Former Honduran First Lady Sentenced to 58 Years for Corruption

From El Nuevo Diario

Former Honduran first lady Rosa Elena Bonilla was sentenced on Wednesday, September 4, to 58 years in jail. Archived photo: El Nuevo Diario.

HAVANA TIMES – Rosa Elena Bonilla, a former first lady from Honduras, was sentenced this past Wednesday, Sept. 4, to 58 years in prison. An anti-corruption tribunal found her guilty of fraud and appropriation of public funds during the 2010-14 presidential term of her husband, Porfirio Lobo.

Carlos Silva, spokesperson for the Honduran Supreme Court, informed the press of the tribunal’s sentence. Bonilla, 52, had been found guilty of the aforementioned crimes on August 20th.

According to Honduran law, the former first lady’s defense team has 20 days to appeal the sentence.

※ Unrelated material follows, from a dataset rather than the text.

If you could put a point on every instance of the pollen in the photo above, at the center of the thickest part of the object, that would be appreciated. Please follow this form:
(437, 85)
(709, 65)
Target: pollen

Bonilla was detained on February 28, 2018, and from that time on has been at the women’s prison in Tamara, 10 km north of Tegucigalpa.

The D.A., in collaboration with the Mission of Support against Corruption and Impunity in Honduras (MACCIH), an organization under the OAS, accused the former first lady of diverting the equivalent of US $510,000 of public funds five days before Lobo turned over power on January 27, 2014.

Lobo publicly accuses the current president, Juan Orlando Hernandez of influencing the courts to find his wife guilty.

Hernandez and Lobo both belong to the rightist Partido Nacional [National Party], but they’ve been in conflict ever since the former president criticized the administration of the current leader and urged him to resign.

The MACCIH was created by the Organization of American States in January 2016, to collaborate with the local prosecution in the fight against corruption in Honduras.